Yanis Varoufakis (2020) – What to do about economic inequality
But let’s finish off positively. And let me convey to Larry [Summers] my kind of socialism, the kind of ideal that fires me up. It will be a sporting parallel. But it’s not going to be the Olympics. It’s going to be the national football league, your NFL. Where in the interests, remember of competition, not fairness, teams face a harsh salary cap and the best young players are forced to sign up for the weakest of teams. So by preventing the successful team from monopolizing the best players, the NFL’s constraints liberate the true spirit of competition.

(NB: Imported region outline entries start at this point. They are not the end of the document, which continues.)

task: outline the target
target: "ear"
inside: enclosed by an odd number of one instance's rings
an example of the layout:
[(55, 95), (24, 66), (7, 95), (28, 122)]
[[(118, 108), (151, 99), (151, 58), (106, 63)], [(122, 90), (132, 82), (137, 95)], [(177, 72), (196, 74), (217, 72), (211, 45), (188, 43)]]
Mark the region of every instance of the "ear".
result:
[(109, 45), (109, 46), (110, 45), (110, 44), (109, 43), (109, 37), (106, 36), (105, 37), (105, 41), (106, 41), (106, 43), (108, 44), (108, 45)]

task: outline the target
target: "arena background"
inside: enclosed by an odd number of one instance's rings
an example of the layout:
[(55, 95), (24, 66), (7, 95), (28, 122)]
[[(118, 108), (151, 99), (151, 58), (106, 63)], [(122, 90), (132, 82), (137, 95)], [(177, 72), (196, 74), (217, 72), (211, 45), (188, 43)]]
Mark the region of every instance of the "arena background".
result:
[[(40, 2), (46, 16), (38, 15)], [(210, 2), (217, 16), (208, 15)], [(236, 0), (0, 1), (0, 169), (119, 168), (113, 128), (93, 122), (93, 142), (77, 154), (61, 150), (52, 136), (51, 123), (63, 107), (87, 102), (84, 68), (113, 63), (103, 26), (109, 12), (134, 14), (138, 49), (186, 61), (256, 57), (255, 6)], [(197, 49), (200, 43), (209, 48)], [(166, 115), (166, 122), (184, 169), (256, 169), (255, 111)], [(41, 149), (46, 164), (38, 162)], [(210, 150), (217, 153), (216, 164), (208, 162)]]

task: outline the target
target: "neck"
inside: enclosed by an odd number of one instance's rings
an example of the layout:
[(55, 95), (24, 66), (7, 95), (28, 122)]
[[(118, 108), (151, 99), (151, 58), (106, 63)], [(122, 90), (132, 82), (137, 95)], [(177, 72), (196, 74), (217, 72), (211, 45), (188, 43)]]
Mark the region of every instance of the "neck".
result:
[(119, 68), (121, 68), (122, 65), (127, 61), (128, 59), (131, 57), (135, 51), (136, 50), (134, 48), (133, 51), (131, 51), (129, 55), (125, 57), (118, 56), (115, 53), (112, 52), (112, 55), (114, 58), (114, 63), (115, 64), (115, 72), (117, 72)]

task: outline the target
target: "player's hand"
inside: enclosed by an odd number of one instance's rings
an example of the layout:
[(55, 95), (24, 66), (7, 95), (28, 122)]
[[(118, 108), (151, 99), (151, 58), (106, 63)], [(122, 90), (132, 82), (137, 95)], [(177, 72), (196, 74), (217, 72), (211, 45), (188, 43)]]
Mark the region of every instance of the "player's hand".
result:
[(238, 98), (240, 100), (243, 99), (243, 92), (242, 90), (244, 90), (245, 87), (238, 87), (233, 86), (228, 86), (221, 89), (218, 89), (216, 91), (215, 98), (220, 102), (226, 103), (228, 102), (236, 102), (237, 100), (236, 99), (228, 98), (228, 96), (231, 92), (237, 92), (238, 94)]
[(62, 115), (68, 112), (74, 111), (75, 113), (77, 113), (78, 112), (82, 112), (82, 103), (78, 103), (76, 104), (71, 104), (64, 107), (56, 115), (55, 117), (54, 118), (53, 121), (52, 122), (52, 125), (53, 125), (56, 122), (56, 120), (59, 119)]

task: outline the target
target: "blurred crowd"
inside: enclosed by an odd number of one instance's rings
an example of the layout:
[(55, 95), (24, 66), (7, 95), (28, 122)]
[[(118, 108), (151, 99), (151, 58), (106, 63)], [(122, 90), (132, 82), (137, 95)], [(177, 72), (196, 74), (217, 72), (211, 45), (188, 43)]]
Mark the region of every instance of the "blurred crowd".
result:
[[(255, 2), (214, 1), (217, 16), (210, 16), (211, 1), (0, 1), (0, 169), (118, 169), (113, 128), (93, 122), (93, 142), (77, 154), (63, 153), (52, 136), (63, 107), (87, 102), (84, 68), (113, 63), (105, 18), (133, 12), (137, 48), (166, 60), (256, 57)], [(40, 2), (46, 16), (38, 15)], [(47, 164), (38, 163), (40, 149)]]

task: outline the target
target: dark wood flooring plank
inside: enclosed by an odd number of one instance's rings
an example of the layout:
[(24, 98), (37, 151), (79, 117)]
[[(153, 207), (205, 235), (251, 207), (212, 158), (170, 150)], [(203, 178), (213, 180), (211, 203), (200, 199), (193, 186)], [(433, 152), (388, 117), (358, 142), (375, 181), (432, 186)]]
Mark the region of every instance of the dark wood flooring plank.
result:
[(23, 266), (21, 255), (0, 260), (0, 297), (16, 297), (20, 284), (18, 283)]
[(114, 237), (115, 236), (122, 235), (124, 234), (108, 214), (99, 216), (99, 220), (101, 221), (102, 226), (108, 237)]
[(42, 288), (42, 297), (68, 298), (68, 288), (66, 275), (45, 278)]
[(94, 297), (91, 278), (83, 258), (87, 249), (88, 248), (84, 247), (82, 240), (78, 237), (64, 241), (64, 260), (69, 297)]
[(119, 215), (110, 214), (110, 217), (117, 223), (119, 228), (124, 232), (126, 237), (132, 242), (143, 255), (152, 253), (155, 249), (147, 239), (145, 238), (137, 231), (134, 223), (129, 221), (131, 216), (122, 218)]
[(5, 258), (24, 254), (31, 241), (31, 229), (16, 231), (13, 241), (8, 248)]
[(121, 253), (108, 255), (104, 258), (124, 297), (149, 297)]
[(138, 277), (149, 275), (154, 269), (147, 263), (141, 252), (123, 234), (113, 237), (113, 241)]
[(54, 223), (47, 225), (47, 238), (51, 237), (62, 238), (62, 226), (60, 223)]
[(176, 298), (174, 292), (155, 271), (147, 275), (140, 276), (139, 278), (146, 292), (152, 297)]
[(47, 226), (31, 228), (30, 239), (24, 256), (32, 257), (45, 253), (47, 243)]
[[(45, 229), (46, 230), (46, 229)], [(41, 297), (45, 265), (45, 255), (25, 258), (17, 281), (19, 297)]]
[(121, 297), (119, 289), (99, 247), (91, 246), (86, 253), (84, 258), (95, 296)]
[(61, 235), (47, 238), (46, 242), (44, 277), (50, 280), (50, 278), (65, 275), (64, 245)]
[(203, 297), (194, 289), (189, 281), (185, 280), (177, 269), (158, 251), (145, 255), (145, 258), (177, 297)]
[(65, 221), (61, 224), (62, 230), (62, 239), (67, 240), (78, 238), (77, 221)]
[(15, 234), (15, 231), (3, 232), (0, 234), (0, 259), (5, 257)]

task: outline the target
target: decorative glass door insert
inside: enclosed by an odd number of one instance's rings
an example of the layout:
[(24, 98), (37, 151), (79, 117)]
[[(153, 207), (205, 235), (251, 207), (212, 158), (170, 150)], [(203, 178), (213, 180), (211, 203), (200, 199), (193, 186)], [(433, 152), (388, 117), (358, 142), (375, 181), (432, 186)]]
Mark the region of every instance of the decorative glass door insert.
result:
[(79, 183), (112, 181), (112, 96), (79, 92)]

The point is hopefully clear – to have vigorous and happy individuals with a great deal of behavior, as well as to ensure competition which does not lead to monopolies or oligopolies, we have to secure a society where the distribution of income and (more importantly) wealth is more equal. Could anyone argue that wealth does not provide enhanced access to reinforcement?
The societal tendencies in the global post-2008 COVID-19 economy, however, are quite the reverse – inequality is rising. Without taking care of material inequalities any proposals to fight “psychological problems” like depression or demotivation are misled – hiring additional psychologists, ensuring the work of suicide hotlines, spreading positive thinking or the “Law of attraction”, establishing happiness economics are reactionary rumblings to maintain the status quo.